Mærsk Line's E-class container ships such as the Emma Mærsk can save 4 metric kilotons of fuel oil on a Europe-Singapore voyage by slow steaming. At typical fuel prices of US$600-700 per tonne, this works out to a saving of US$2.4-2.8 million on a typical one-way voyage. Maersk's Triple E-class container ships were designed for slow steaming and have less powerful engines than their predecessors.

==Cost and benefits==
Lowering speed reduces fuel consumption because the force of drag imparted by a fluid increases quadratically with increase in speed. Thus traveling twice as fast requires four times as much energy and therefore fuel for a given distance. The power needed to overcome drag is the product of the force times speed and thus becomes the cube of the speed at high Reynolds numbers. This is why driving an automobile at 60 mph requires almost twice as much power as driving the same vehicle at 50 mph.

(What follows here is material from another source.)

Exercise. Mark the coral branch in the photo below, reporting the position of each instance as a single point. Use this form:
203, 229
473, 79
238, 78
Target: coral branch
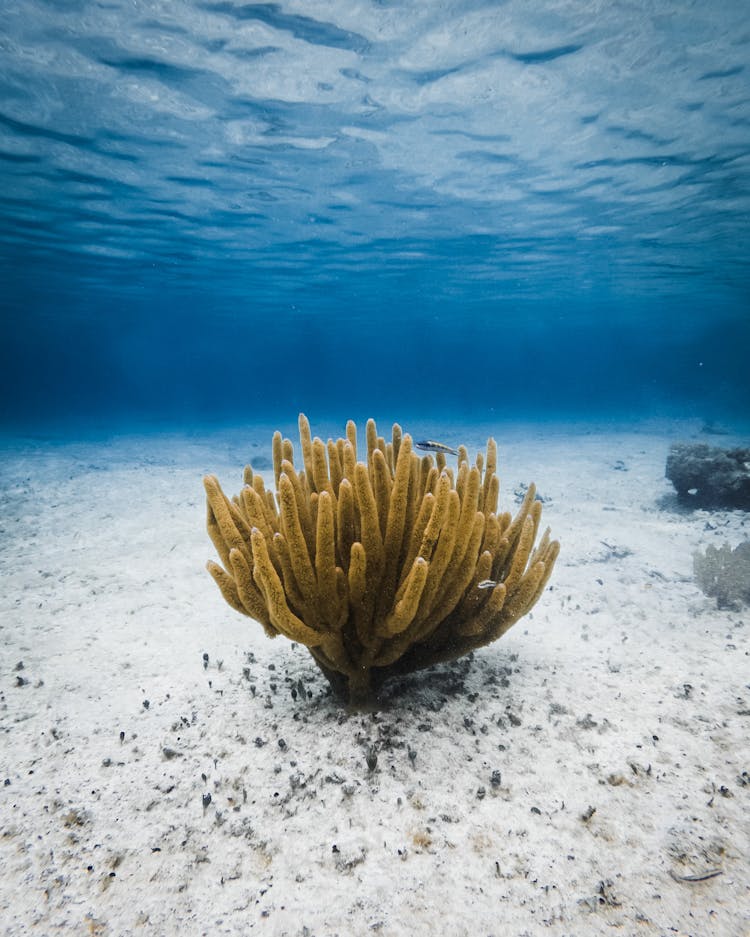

Although lowering speeds reduces the power requirements, the overall benefits of speed reduction may be limited by other factors, such as economically viable total voyage time, and the fact that a ship's engine and propeller are designed to operate within a certain RPM range. Steaming too slowly may place the engine and propeller outside their most efficient range, and will therefore begin to counteract the benefits. Also, there are time-dependent costs, such as crew wages and charter rates, that will increase if the voyage is longer. Although some ships are being put into service that are designed to steam most efficiently at slower speeds, the great cost of building a ship and need to remain competitive means that radical changes are unlikely until conditions merit such a risk. Ma Shuo, a professor of maritime economics and policy at World Maritime University (WMU) in Sweden, has undertaken research to assess the relationship between freight rates and optimal speed, confirming that as freight rates rise with market conditions, so does the economically optimal speed.

==Smart steaming==
The tradeoff between fuel cost savings against the increased costs of personnel, insurance and inventory due to the longer voyage duration is a significant logistical issue. Commercial vessels seek to adhere reliably to schedules; if a ship is planned to slow steam, it may normally speed up should it encounter en route delays (such as bad weather or deviation) so as to recover its original scheduled arrival time. The initiative to balance cost, duration, emissions and risk is supported by the EC-funded research project SYNCHRO-NET.

Smart steaming is a strategy by which the vessel speed is dynamically optimised based on the real-time state of the sea, weather and the destination port - for example, if there is congestion at the port there is little point in rushing to get there at full speed simply to then wait for a berth for days. Instead the ship can go more slowly to conserve fuel and still berth at the same time.

The International Maritime Organization's GloMEEP project, aimed at supporting energy efficiency measures for shipping, has also studied this subject, and refers to just-in-time operation.

Smart steaming has the potential to deliver many benefits. For example the SYNCHRO-NET project has reported examples of up to 30% reduction in fuel usage for the ship, which, broadly speaking, means a similar reduction in cost and greenhouse gas emissions.

Technically and operationally, smart steaming presents several challenges. Ship control systems have to be more sophisticated, and multi-objective optimization techniques are needed which can respond to changing conditions (e.g. weather, sea state, port status). Improvements in ship/port communications are also needed, as well as new commercial and legal agreements between relevant stakeholders: ship operator, ship owner, port/terminal operator and the customer/freight forwarder whose goods are being carried by the ship.